With that out of the way, let's look at how [:file] tokens work.

Assume the following directory structure:

$HOME
└─ .rsg-data
   ├─ a
   ├─ b
   │  └─ ull
   │     └─ shit
   └─ c

Let's add some content to the files:

# .rsg-data/a
hello
world
[:b]

# .rsg-data/b/ull/shit
[:a]:[:a]
[:a]:[:c]
[:c]:[:a]
[:c]:[:c]

# .rsg-data/c
foo
bar
[:[a,b]]

Now let's run it:

./gsg [:a] [:a] [:a] [:a] [:a] [:[a,b]]

world
foo:world
bar:world:foo:world
foo:bar:foo:hello:bar:bar:bar:bar:world:world:hello:hello:bar:hello:foo:foo:hello:hello:bar:foo:hello:world:world
hello:world:hello
world:foo:foo:hello:world

Did you notice that it doesn't matter whether [:file] references a file or directory? If it's a directory (like [:b]), the token will select a random file from that directory or its subdirectories and return a random line from it. Otherwise, a random line from the given file (like [:a] and [:c]) will be returned.

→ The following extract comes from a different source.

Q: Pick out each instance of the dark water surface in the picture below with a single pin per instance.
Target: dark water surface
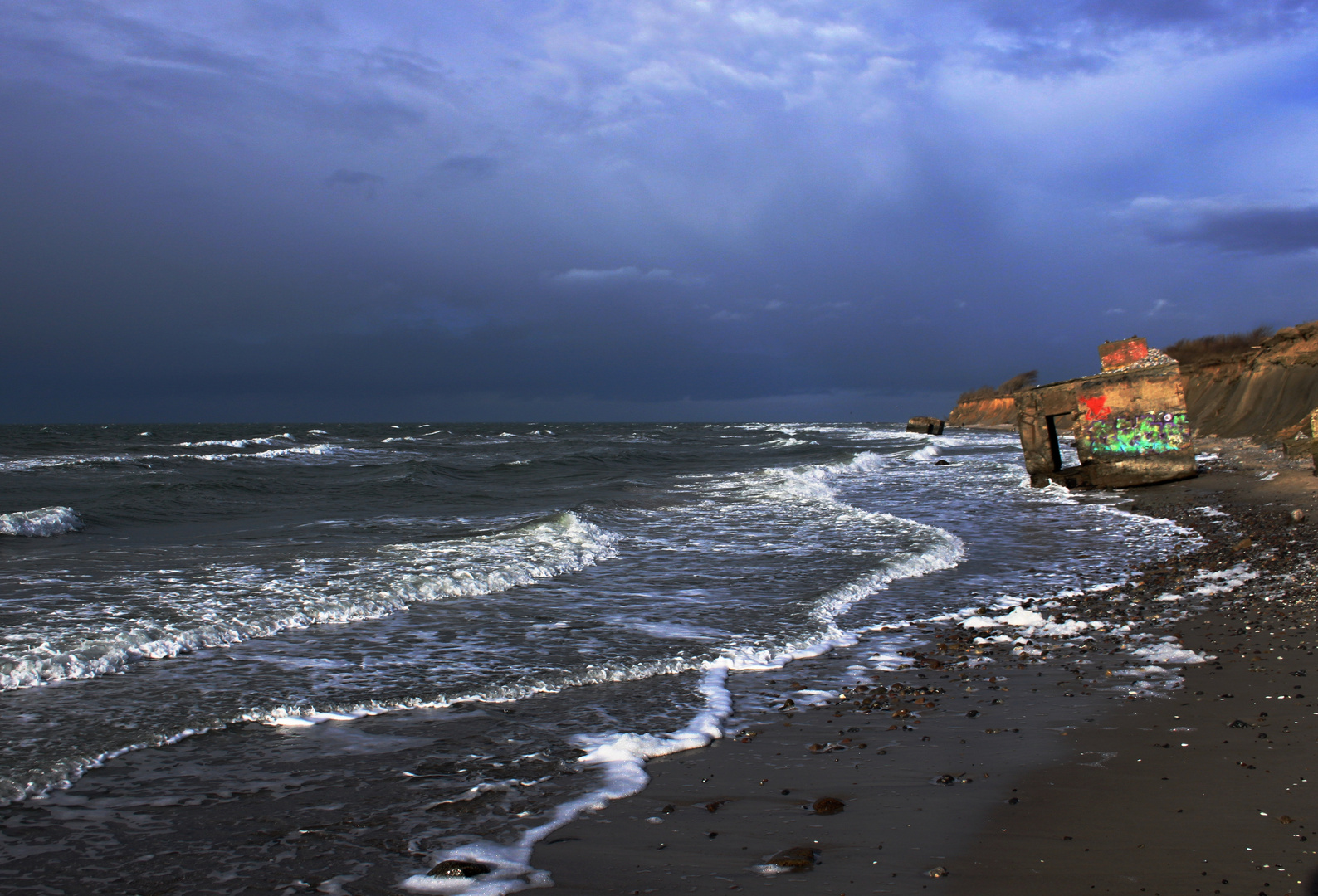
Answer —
(403, 638)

As you can see files can contain tokens referencing other files. Using this you can abstract complex patterns into a couple of files. Let's take random email addresses as an example. We need a couple of files first:

# .rsg-data/name
info
no-reply
hello

# .rsg-data/domain
google
amazon
ebay

# .rsg-data/tld
com
co.uk
au

# .rsg-data/email
[:name]@[:domain].[:tld]

Now we have a new token that we can use:

./gsg "Here's a random email address: [:email]" [:email] [:email] [:email]

Here's a random email address: [email protected]
[email protected]
[email protected]
[email protected]

Didn't you see it? Hint: tokens can be nested, also [:file] tokens.

The library does not keep track of recursion depth, so creating the file .rsg-data/recursion with [:recursion] as content and then running ./gsg [:recursion] would crash your machine real quick. As a safeguard, you should have at least one case in each data file that does not lead to recursion.